The 7.3% prevalence rate of CHR criteria in community subjects did not differ significantly from the 9.5% rate in inpatients. Frequency and severity of CHR criteria never differed between the community and the four inpatient groups. The frequency and severity of CHR symptoms differed between the community and the four inpatient groups only in four CHR symptoms: suspiciousness/persecutory ideas of the SIPS as well as thought pressure, derealization and visual perception disturbances of the SPI-CY. The persistent pattern of these differences was consistent with a transdiagnostic risk factor or dimension; i.e., these symptoms were more frequent and severe in inpatients, in particular in those with eating, anxiety/obsessive–compulsive and autism-spectrum disorders. Furthermore, low functioning was – if at all – at most weakly related to the severity of CHR criteria and symptoms; the highest, yet weak correlation was for suspiciousness/persecutory ideas. Four participants had developed a psychotic disorder within two years past baseline. In doing so, the 2-year conversion rate in participants with CHR criteria was 11.5% and, the comparison of the conversion rate in participants with and without CHR criteria at baseline exhibited the highest, near moderate effect size of all comparisons.

Research conclusions

This study was the first to systematically study alternative explanatory models for current CHR states, which propose that CHR criteria and symptoms would represent a pluripotent syndrome, a transdiagnostic risk factor or dimension, or even merely a marker for the severity of any mental disorder. The general lack of systematic differences in the frequency and severity of CHR criteria and symptoms between inpatients and community subjects, and the lack of a sufficiently strong association between functioning, and CHR criteria and symptoms did not support any of these alternative explanatory models. Rather, the strongest, though still only moderate effect was found for the association of CHR criteria and the subsequent development of a psychotic disorder within two years. This association, however, appears not strong enough to conclusively explain the role of CHR criteria and symptoms in children and adolescents by their psychosis-predictive potential. Thus, overall, our results more clearly indicate what CHR symptoms and criteria are not rather than indicating what they are.

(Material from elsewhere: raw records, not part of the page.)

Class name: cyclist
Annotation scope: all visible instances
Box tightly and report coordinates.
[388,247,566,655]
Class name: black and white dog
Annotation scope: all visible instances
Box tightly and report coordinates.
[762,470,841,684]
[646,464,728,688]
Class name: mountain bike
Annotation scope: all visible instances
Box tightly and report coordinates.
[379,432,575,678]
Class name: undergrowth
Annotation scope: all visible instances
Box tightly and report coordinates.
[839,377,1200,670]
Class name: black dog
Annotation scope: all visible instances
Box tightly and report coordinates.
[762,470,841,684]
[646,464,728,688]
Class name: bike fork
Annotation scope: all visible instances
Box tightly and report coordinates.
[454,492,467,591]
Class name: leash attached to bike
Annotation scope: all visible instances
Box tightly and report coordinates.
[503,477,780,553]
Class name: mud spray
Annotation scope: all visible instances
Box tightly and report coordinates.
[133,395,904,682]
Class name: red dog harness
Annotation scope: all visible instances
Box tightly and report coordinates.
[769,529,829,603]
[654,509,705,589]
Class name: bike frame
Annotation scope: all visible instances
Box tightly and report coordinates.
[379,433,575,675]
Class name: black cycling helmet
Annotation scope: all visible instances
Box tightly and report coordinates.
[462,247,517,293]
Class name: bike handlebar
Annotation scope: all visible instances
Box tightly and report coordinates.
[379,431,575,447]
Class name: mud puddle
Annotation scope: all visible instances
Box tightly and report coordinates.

Only four CHR symptoms – suspiciousness/persecutory ideas of the SIPS, and thought pressure, derealization and visual perception disturbances of the SPI-CY – exhibited a pattern of group differences indicative of a transdiagnostic risk factor, in particular with respect to eating, autism-spectrum, and anxiety and obsessive–compulsive disorders. Thus, their inclusion and definition in current CHR criteria should be critically examined in future studies.

Research perspectives

Our results add to the growing support of the view that CHR criteria should be regarded as a self-contained disorder or syndrome. To more fully test this assumption, future community studies should evaluate the effect of CHR criteria on help seeking and mental wellbeing. If persons meeting CHR criteria generally suffer from their CHR symptoms, seek help for them, and/or experience disturbances in psychosocial functioning irrespective of, or in addition to, the effects of any other potential comorbid mental disorder, CHR criteria would fulfil general criteria for mental disorders in terms of a CHR Syndrome. Thus, further research on CHR symptoms and criteria, and their cause and meaning in children and adolescents is needed to better understand their significance in this age group, and to detect factors that convey their higher clinical relevance in adulthood.